The women were another fascinating angle.  We know that Vitellius’ mother was particularly sharp, and that she killed herself when his downfall seemed obvious.  We know also, of Caenis, whose story is worth a book in its own right.  She was the former slave girl, now freed, who had been secretary to Antonia the Younger, daughter of Mark Antony, and in her own right, a powerful woman.  Vespasian had fallen in love with her (Caenis) when he was newly a senator and, although he had been forced to marry elsewhere because it was illegal for senators to marry freedwomen, he came back to her when his wife died, and they lived as man and wife until her death in AD 74.  What little we know of her suggests she was an intelligent and highly competent woman and it was a pleasure to make her acquaintance in the book. 

And then there was Jocasta, who had an off-stage role in The Coming of the King and who became central to The Art of War.  Giving her space to be the SpyMaster she has become was immensely rewarding. These people always surprise me; which is 90% of the fun of writing (the other 10% is knowing I’m not still in veterinary medicine. I loved it, but I’d had enough and I have far more freedom as a writer.  If I am working a 70 hour week, it’s because I choose to, not because someone else has told me to.)
Q: Where next? Do we have more of Pantera? Or something different?
A: Something different, at least for now.   I’m heading to the 15th Century and Jeanne d’Arc.  As Sherlock Holmes said, “Once you have eliminated the impossible, whatever remains, however improbable, must be the truth.” So – there is no way on earth that a peasant’s daughter (or even a burgher’s daughter) from a village was able to pick up a lance, don full armour, get on a warhorse and ride it into battle.  None.  Add to that, the fact that a contemporary orthopaedic surgeon has found a set of bones contemporary to Louis XI (the son of the man that ‘Jeanne’ put on the throne) belonging to a woman who, in his estimation, ‘was trained to ride a warhorse in full armour from an early age’ and you have the beginnings of a far more plausible story – particularly if you look at it from the point of view of the present day, and the impact such a truth might have on contemporary French politics.  So this is a dual thread novel, with part set in the France of the woman who called herself Jeanne and part is in France of 2014, at the next set of elections. After a decade of writing in the first century, it’s magical and wonderful and glorious (and rather scary) to be writing in the fifteenth, but every single paper, or article, or book I read makes me more certain that the theory is right (it’s not my theory, so I can say that, it was put forward by the surgeon who examined the bones – just before he was thrown out of France!). So that will be next. I’m mid-way through it now.

Q: What else do you do when you’re not writing?

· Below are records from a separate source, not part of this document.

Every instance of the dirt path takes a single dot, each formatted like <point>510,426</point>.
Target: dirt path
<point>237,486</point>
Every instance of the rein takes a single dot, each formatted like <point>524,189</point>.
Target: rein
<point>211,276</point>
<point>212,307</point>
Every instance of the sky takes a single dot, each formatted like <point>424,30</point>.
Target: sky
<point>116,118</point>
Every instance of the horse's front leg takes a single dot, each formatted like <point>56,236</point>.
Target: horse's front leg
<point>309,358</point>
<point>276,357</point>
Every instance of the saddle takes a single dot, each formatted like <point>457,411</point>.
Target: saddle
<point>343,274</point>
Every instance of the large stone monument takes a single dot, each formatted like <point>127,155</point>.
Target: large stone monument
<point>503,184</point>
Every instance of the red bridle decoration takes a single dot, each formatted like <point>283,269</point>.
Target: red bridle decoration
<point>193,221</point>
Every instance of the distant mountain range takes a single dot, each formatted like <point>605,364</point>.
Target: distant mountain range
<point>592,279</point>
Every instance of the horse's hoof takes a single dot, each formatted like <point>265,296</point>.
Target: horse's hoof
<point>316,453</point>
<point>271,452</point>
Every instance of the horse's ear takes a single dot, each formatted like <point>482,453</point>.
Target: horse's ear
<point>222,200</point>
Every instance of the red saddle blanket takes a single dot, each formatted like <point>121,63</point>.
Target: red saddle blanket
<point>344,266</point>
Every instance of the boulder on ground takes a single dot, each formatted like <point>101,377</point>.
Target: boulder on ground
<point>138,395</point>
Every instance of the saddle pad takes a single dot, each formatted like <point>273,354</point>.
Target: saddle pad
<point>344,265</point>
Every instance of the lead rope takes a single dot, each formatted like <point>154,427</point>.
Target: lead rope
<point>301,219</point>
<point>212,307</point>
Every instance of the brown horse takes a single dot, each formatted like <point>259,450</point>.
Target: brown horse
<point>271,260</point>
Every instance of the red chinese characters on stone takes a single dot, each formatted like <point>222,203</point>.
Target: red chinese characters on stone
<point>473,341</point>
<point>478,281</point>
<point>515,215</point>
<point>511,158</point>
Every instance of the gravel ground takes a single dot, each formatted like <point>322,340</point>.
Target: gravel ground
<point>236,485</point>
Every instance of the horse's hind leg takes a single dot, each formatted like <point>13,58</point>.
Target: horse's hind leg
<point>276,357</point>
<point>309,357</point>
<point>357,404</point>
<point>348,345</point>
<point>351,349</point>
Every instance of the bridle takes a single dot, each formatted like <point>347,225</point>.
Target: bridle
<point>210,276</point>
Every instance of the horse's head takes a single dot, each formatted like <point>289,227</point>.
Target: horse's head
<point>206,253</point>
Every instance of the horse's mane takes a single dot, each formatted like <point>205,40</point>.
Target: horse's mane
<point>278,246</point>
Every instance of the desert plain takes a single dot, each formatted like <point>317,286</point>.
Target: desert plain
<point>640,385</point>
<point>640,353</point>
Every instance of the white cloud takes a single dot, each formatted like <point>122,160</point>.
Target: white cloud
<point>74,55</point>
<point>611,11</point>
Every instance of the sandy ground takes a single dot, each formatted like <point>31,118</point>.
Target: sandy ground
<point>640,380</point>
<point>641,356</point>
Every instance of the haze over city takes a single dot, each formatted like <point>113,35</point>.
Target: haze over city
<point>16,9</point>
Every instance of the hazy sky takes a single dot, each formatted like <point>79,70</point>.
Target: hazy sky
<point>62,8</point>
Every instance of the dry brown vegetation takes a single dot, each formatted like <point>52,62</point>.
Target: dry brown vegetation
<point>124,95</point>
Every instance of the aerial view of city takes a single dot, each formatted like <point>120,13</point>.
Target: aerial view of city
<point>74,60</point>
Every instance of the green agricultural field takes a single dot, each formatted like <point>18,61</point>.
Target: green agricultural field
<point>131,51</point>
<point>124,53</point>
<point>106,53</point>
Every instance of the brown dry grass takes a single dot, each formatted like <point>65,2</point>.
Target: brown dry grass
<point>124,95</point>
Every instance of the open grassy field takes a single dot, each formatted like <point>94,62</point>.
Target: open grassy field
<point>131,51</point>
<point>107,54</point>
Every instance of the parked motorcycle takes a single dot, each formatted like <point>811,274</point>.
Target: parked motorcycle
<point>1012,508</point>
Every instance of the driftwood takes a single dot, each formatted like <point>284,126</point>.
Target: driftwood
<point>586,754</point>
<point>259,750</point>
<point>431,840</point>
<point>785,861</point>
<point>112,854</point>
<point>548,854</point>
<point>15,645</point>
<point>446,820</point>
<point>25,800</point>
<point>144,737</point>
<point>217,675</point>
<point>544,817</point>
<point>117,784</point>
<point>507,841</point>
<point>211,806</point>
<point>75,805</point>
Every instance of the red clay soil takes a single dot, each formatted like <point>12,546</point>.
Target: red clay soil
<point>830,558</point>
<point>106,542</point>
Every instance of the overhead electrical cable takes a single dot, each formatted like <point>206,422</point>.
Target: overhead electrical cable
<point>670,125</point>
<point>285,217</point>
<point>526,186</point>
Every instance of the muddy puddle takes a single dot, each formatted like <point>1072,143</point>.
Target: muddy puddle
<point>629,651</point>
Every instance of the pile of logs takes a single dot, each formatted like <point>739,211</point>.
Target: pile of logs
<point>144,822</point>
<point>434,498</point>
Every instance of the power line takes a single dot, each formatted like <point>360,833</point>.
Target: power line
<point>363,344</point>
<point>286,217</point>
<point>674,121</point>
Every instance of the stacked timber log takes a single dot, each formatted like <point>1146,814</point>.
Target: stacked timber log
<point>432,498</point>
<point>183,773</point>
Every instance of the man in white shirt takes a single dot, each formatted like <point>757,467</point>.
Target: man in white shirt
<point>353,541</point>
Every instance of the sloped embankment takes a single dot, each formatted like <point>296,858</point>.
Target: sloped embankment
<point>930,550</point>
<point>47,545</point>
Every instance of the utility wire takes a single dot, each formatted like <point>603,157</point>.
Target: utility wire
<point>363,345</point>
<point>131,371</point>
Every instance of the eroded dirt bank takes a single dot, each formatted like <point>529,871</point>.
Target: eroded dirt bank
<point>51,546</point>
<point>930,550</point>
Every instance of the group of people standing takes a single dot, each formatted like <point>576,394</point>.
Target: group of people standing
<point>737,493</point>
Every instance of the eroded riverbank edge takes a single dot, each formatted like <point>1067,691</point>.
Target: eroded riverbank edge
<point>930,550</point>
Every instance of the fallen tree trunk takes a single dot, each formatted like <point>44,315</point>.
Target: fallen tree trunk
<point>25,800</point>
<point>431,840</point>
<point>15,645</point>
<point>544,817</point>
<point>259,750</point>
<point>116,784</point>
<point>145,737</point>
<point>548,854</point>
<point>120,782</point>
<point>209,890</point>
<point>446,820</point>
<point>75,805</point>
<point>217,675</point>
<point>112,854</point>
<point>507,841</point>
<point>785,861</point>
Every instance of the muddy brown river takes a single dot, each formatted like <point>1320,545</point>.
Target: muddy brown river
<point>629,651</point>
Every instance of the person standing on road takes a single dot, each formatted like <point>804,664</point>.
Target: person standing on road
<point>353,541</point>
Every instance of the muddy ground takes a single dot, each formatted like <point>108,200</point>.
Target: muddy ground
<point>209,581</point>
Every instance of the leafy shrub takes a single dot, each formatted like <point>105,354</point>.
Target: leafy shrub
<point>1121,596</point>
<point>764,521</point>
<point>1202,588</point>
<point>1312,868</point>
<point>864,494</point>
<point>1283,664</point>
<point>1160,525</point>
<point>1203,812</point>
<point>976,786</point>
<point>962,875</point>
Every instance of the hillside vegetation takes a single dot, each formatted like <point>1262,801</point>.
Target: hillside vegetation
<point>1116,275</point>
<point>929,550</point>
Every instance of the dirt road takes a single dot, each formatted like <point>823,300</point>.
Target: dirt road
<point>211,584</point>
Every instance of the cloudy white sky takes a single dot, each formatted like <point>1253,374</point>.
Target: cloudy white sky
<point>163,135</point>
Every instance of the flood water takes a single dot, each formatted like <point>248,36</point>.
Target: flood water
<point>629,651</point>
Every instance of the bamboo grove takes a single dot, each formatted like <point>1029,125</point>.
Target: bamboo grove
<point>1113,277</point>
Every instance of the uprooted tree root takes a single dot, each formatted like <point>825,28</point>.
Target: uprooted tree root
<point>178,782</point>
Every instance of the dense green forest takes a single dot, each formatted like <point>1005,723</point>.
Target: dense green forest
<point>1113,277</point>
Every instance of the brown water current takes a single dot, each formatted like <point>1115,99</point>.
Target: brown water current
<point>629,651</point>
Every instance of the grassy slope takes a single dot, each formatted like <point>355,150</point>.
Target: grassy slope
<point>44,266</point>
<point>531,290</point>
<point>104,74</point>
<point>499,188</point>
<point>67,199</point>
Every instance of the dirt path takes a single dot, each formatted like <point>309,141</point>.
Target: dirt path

A: I spend half my life on Twitter and Facebook – these days being a writer is as much about building brand as it is about writing – but in between, I train myself and my working cocker for agility competition – not that there’s much of that around when we have this much snow – and I climb rocks, again, when the weather is good.  I’m thinking of trying out Cani-X, which is cross-country with a dog – that looks a lot of fun.  And I might get back into battle re-enactment; it’s a while since I picked up a sword!